創業当時は、虎ノ門エリアにコーヒー店は無く、大正9年に創業した西新橋に本社を構えるキーコーヒーなどと共に、新橋・虎ノ門のコーヒー文化を築いていきます。
『生豆の輸入ができずに困った時代にも、新橋・虎ノ門エリアのコーヒー屋同士が力を合わせて乗り越えてきたし、コーヒーの組合などを作ったり一緒に色々なことをやってきました。当時から、コーヒー屋同士の繋がりがありました。』
こうして、日本のコーヒー文化の歩みとともに、新橋・虎ノ門エリアのコーヒー文化も始まっていきました。
商売する旦那衆や働く人の集まり所
戦後になってから、新橋・虎ノ門エリアのコーヒー店も徐々に増えていきます。当時は、官報や新聞もなかなか手に入らなかったため、商売をやっている旦那衆や働いている人が集まってきて、コーヒーを飲みながら、新聞を読んで、情報収集をするような日常があったようです。その集まりの場所として、コーヒー店や喫茶店、ミルクホールが活躍していたようです。
この時は家庭でコーヒーを飲む習慣もありません。ペーパーフィルターなども無い時代で、主流はネルドリップ。コーヒーの味わいは、濃くて苦いが、特徴的でした。
知的な労働者が増えはじめた港区、虎ノ門
経済成長に向けて進んで行く日本、港区、虎ノ門はその中心的な場所の一つでした。先代から、これからは肉体労働だけではなく、頭を使うデスクワークで働く人が増えてくるからと、時代の流れに合わせて、コーヒーの味も変化させていったといいます。

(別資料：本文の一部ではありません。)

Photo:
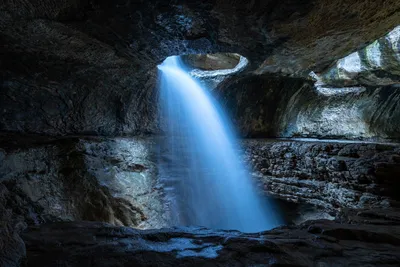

松屋珈琲店は、店頭販売もしていますが、創業以降、近隣のレストランや喫茶店、オフィスにもコーヒーを卸しており、当時主流だったネルドリップから、ペーパーフィルターを使ったブリュワーを勧めて回ったといいます。濃くて苦いという味わいから、香りを楽しみ、飲み口の良いコーヒーにいち早く変えていったそうです。
『当時、新橋や銀座にある喫茶店などからのコーヒーの注文は特に凄かった。今でこそ路面の喫茶店が代替わりで無くなってしまったが、一軒挟んだ隣の店からコーヒー豆を仕入れたいと頼まれて、こっちのお客さんに卸さなければならないのでと断るほどだった。』
『また、田村町木村屋さんや、新橋の小川軒など洋菓子屋さんも増えて、菓子と合わせてコーヒーを飲むという文化も進んで行った。」
仕事とコーヒーは今と変わらず相性が良く、共にある存在だったことが伺えます。この街の働く人、過ごす人々の間に、一杯のコーヒーがあるシーンが思い浮かびます。
近隣ワーカーが常に訪れている地域のオアシス
松屋珈琲店にいると、近くのサラリーマンなどのワーカーが本日のコーヒーを求めてにやってくるシーンを良く目にします。取材中も、多くのワーカーがいらっしゃいました。
『店頭で提供しているドリンクは4種類にしています。本日のコーヒー、しっかりした味わいのコーヒーにミルクを合わせたカフェオレ、アイスコーヒー、生クリームと牛乳をMIXしたアイスカフェオレ。毎日、コーヒー豆の種類を変えて提供しています。』
取材時の本日のコーヒーは、焙煎度を変えた2種類のペルー・ゲイシャのブレンド。ミディアムローストと深煎りの豆をブレンドすることで、華やかさと、コクやボディ感を出しているとのこと。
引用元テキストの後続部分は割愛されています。